Survey of standardized tests such as intelligence, aptitude, achievement, clinical, personality, interests, and values. This course studies nature of psychological tests, standardization procedures, types of scales and scores, norms, reliability, and validity. Social, ethical, legal and other issues in psychological testing are examined.
PYC 440. 3 cr.
Study of cross-cultural forces involved in the socialization process in diverse contexts.

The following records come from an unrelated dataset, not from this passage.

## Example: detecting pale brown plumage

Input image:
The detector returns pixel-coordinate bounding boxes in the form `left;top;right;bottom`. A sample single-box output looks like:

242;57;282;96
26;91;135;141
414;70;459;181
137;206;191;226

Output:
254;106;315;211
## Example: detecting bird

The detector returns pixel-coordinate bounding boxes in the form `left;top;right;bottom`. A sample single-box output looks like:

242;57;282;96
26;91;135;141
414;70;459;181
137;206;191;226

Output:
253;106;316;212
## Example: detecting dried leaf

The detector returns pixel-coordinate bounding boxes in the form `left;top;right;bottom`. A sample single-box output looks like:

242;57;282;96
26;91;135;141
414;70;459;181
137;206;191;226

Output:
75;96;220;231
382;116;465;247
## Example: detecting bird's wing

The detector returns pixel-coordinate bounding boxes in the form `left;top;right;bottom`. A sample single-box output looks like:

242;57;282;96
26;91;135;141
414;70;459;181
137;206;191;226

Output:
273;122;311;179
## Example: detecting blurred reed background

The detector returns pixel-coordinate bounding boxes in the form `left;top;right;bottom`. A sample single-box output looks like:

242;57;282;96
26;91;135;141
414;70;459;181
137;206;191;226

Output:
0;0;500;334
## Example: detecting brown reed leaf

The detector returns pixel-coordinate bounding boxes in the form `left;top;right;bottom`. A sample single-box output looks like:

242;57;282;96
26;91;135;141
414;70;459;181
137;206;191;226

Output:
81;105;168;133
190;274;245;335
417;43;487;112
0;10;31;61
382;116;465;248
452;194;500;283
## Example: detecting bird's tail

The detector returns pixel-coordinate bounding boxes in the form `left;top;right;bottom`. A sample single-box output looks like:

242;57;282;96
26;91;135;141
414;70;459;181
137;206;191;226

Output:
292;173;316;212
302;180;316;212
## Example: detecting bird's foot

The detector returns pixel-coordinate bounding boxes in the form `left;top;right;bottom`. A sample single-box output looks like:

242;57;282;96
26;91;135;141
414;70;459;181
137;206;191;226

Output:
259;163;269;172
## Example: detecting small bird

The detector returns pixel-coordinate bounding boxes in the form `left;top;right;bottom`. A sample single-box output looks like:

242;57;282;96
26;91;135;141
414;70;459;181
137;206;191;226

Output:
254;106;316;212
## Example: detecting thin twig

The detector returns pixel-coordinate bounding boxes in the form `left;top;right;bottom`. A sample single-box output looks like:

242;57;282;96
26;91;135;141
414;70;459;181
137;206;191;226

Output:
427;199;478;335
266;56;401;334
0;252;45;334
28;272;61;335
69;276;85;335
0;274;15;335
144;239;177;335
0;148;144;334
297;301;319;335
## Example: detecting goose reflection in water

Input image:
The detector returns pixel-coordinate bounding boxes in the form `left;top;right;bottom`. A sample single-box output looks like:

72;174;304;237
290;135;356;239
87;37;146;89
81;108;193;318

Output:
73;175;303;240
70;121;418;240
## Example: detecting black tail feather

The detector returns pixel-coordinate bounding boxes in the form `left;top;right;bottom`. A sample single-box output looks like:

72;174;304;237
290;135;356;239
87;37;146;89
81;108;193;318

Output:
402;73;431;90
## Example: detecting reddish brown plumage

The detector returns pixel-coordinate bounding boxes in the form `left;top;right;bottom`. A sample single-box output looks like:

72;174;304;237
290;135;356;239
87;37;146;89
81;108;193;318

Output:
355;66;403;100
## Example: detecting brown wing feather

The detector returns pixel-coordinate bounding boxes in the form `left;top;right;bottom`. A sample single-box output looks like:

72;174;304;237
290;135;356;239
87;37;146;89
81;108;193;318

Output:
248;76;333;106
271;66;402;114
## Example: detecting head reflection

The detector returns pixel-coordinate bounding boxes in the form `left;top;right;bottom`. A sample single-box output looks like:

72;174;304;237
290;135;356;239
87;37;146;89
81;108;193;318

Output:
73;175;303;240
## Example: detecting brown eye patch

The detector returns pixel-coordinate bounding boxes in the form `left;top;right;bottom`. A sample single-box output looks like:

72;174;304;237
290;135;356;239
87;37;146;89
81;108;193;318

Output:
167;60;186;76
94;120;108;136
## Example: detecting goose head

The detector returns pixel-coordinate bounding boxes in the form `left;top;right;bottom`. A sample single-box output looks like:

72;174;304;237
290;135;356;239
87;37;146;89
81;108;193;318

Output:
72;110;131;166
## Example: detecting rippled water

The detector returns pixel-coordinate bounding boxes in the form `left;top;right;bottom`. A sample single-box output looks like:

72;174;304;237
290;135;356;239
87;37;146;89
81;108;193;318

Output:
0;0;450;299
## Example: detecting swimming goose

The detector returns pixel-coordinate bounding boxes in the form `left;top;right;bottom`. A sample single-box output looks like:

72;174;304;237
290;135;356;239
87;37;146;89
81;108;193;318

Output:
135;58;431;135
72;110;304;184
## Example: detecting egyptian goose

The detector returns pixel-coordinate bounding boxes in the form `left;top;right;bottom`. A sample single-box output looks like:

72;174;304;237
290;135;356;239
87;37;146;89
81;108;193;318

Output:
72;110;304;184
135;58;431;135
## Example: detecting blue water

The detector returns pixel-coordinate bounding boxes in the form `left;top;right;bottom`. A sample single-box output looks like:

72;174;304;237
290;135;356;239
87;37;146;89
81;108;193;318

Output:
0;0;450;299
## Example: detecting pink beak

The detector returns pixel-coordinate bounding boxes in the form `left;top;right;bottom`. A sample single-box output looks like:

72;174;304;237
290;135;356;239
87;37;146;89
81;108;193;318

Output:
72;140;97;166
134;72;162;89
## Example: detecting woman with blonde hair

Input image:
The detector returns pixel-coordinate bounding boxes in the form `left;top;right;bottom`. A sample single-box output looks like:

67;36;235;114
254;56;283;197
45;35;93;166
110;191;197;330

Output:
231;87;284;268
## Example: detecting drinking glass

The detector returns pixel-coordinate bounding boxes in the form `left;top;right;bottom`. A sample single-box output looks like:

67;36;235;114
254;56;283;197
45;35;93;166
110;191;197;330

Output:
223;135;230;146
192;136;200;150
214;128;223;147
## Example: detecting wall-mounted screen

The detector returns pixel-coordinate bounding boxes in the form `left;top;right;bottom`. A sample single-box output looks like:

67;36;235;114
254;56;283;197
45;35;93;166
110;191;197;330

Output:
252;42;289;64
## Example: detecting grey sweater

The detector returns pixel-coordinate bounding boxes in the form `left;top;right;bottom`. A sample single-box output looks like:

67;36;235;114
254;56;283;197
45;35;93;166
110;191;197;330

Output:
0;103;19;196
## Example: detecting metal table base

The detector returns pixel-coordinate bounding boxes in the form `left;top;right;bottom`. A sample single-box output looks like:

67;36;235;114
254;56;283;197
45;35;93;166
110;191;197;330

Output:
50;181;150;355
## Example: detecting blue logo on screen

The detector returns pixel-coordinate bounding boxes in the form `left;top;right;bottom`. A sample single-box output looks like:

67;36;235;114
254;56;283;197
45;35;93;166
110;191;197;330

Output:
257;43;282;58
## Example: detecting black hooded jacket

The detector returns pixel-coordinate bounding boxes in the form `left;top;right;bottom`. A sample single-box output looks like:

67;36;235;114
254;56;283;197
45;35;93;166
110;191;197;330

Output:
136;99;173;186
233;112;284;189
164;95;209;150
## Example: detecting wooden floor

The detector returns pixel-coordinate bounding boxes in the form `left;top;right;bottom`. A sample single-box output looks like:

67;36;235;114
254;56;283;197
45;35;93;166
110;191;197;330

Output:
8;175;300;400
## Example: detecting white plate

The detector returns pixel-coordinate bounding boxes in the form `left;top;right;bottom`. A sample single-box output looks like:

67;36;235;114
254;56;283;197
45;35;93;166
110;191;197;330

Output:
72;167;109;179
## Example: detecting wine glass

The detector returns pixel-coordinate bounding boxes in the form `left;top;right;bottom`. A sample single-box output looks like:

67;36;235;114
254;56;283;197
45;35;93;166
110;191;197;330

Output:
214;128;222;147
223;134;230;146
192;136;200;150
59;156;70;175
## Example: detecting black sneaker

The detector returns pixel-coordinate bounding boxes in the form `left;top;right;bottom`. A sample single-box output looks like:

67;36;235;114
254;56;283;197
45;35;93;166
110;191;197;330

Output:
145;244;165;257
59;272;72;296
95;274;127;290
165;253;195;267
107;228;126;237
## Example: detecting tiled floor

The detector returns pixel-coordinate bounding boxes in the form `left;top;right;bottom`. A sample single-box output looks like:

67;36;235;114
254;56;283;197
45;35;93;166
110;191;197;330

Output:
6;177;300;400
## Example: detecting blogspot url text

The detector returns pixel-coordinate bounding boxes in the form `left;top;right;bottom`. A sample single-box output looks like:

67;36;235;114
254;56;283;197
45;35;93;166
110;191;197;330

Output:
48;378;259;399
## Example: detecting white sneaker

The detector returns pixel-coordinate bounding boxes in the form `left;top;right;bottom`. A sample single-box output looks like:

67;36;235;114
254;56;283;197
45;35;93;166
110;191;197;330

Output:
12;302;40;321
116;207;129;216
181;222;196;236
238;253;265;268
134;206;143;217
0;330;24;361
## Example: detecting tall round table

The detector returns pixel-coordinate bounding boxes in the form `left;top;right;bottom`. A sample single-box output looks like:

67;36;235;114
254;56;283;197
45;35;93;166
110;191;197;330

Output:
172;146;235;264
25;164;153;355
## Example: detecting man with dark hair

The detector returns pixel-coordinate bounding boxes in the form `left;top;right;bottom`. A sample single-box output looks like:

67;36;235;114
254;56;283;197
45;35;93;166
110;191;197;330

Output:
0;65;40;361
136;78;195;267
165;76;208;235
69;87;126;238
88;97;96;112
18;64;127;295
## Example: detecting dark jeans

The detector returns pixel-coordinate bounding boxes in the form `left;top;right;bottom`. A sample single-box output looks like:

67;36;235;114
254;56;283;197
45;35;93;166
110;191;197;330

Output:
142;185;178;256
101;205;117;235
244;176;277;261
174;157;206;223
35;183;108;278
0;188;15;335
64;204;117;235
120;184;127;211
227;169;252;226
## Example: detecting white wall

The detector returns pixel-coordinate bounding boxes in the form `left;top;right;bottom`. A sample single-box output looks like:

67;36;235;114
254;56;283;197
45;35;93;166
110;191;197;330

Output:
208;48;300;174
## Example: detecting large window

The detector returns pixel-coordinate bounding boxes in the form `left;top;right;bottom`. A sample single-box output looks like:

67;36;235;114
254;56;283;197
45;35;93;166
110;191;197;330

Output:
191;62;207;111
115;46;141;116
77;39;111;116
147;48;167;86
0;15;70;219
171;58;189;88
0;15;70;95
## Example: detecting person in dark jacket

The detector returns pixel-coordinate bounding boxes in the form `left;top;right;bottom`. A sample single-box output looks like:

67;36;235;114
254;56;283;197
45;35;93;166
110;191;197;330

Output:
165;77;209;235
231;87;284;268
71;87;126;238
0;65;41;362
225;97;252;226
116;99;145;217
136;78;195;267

This course draws on research from anthropology, biology and psychology. Students study the effects of cultural and socioeconomic variables on childrens cognitive and affective learning styles.
PYC 451. 3 cr.
Psychology of Death and Dying
Study of the psychology, biology, physiology of death. This course also examines current concerns, medical and psychological, regarding the care and treatment of a terminal patient.
PYC 470 3 cr.
Issues in Industrial/Organizational Psychology
Comprehensive survey of the basic issues in industrial/organizational psychology, including readings and independent projects. Examines the different aspects of industrial/organizational psychology, such as historical perspective, research methods, personnel psychology, organizational psychology.
PYC 473. 1-5 cr.
Pre-requisite: Dept. permission.
Provides opportunities for psychology majors in junior and senior years to work within applied settings to gain clinical, developmental, family life education, and/or experimental experience. It must be arranged through a sponsoring faculty member.
PYC 491. 3 cr.
Research in Developmental Psychology
Study of the role of the scientific method in understanding children and families. This course includes current trends in developmental and contextual theory and research, use of quantitative and qualitative measurement strategies, and the interpretation of research findings in selected areas, including human development and family science.
PYC 495. 3 cr.
A special course under the direction of a staff member for students proposing special interests in research areas. Students must obtain written permission of the staff member and the chairperson of the Psychology Department.